Informacoes sobre ordens
| Nome do Produto | Numero de Catalogo | UNID | Preco | Qde | FAVORITOS | |
Arrestin-C Plasmídeo de ativação de CRISPR (h) | sc-403284-ACT | 20 µg | $397.00 | |||
Arrestin-C Plasmídeo de ativação de CRISPR (h2) | sc-403284-ACT-2 | 20 µg | $397.00 |
ARR3 codifica a arrestina-C, uma arrestina enriquecida em fotorreceptores cones que se liga a opsinas fosforiladas e ativadas pela luz para terminar a sinalização de proteínas G e facilitar a dessensibilização do receptor na cascata de fototransdução. Ao regular a desativação de GPCRs e o tráfego de receptores, a arrestina-C ajuda a moldar a amplitude do sinal e a cinética de recuperação nos cones da retina e sustenta a adaptação visual. A desregulação da sinalização de GPCRs nos cones e do “desligamento” mediado por arrestina tem sido associada à disfunção retiniana, tornando o ARR3 um ponto de entrada molecular útil para estudar interações entre GPCRs e arrestinas e o controle específico da sinalização em cones. O ARR3 também fornece um modelo acessível para dissecar processos dependentes de arrestina na biologia de cílios/segmento externo e na sinalização de neurônios sensoriais.
Arrestin-C O Plasmídeo de Ativação CRISPR (h) oferece uma abordagem direcionada e não destrutiva para regular positivamente a expressão endógena de ARR3 sem alterar a sequência de ADN subjacente.
Arrestin-C O Plasmídeo de Ativação CRISPR (h) é um sistema mediador de ativação sinérgica (SAM) de três plasmídeos, concebido para a regulação positiva transcricional altamente eficiente e específica do locus ARR3 em linhas celulares humanas. O sistema é construído em torno de uma Cas9 cataliticamente inativa (dCas9) portadora de duas mutações inativadoras (D10A e N863A) que eliminam a atividade nuclease, preservando simultaneamente a ligação ao ADN. Esta dCas9 é fundida com VP64, um potente ativador transcricional, e é coexpressa com um gene de resistência à blasticidina para seleção. O segundo plasmídeo codifica a proteína de fusão MS2-p65-HSF1, um complexo ativador secundário que atua em conjunto com o dCas9-VP64, juntamente com um gene de resistência à higromicina. O terceiro plasmídeo codifica um sgRNA de 20 nt específico para o alvo, fundido a dois aptâmeros de RNA MS2 que recrutam o complexo MS2-p65-HSF1 para o local de ativação, acompanhado por um gene de resistência à puromicina. Os três plasmídeos são administrados numa proporção de massa de 1:1:1 para uma expressão equilibrada de todos os componentes do sistema.

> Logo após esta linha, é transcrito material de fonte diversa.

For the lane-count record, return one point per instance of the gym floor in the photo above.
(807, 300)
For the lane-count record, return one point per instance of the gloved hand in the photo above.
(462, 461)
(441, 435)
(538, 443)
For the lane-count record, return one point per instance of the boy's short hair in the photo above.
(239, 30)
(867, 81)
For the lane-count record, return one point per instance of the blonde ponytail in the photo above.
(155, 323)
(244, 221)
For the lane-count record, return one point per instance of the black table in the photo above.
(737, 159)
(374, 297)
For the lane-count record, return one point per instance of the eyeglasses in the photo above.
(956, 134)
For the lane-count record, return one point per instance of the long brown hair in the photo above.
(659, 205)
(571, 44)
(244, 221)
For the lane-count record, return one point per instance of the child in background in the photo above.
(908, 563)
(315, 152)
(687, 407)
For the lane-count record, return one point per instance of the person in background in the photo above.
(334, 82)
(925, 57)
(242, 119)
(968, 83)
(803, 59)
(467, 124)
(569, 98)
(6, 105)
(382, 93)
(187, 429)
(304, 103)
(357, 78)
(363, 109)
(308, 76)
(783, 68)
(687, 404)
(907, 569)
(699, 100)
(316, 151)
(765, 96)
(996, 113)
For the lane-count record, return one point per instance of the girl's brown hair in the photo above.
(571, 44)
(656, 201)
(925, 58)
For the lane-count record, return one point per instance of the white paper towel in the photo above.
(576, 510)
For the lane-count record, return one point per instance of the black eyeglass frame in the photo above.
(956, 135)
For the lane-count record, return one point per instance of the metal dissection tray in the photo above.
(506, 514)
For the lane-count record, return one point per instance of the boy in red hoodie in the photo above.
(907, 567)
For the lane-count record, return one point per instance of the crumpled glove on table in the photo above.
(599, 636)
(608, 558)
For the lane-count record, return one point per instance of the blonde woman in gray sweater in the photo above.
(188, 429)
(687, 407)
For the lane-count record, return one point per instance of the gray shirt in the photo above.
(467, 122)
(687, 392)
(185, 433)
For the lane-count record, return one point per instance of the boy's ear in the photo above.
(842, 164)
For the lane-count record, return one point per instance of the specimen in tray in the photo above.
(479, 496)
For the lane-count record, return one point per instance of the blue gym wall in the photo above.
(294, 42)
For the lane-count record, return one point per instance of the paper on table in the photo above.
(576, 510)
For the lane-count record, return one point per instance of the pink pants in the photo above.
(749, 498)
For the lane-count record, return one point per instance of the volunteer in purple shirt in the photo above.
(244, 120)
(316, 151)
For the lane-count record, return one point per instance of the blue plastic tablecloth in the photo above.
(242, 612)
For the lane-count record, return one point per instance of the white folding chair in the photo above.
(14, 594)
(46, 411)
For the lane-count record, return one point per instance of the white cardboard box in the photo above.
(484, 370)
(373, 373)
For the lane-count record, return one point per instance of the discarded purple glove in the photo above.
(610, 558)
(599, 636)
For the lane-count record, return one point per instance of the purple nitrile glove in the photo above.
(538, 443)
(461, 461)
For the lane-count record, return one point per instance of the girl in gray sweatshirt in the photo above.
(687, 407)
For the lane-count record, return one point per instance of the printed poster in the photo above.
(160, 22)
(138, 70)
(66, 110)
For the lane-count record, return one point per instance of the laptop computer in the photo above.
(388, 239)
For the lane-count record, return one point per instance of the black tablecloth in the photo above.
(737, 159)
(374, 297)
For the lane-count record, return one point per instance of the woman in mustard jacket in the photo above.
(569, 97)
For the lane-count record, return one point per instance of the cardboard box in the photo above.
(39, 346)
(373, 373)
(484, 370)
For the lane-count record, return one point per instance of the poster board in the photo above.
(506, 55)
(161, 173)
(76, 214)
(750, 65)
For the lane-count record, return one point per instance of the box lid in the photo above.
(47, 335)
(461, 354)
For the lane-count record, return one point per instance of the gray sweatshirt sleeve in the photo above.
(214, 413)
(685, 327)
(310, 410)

Uma vez montado no locus alvo, o complexo SAM liga-se a cerca de 200 pb a montante do local de início da transcrição ARR3, onde VP64, p65 e HSF1 atuam em conjunto para recrutar a maquinaria transcricional e impulsionar a regulação positiva da expressão endógena de Arrestin-C. Ao contrário da Cas9 com atividade nuclease, o dCas9 não introduz quebras de cadeia dupla nem modifica a sequência genómica, preservando o locus ARR3 nativo e permitindo o estudo de respostas transcricionais dependentes de Arrestin-C no locus endógeno, tornando-o uma ferramenta valiosa para estudos funcionais, identificação de genes-alvo e modelagem da restauração da via Arrestin-C em células tumorais com expressão de ARR3 silenciada ou reduzida.
Apenas para uso em investigação. Não se destina a uso diagnóstico ou terapêutico.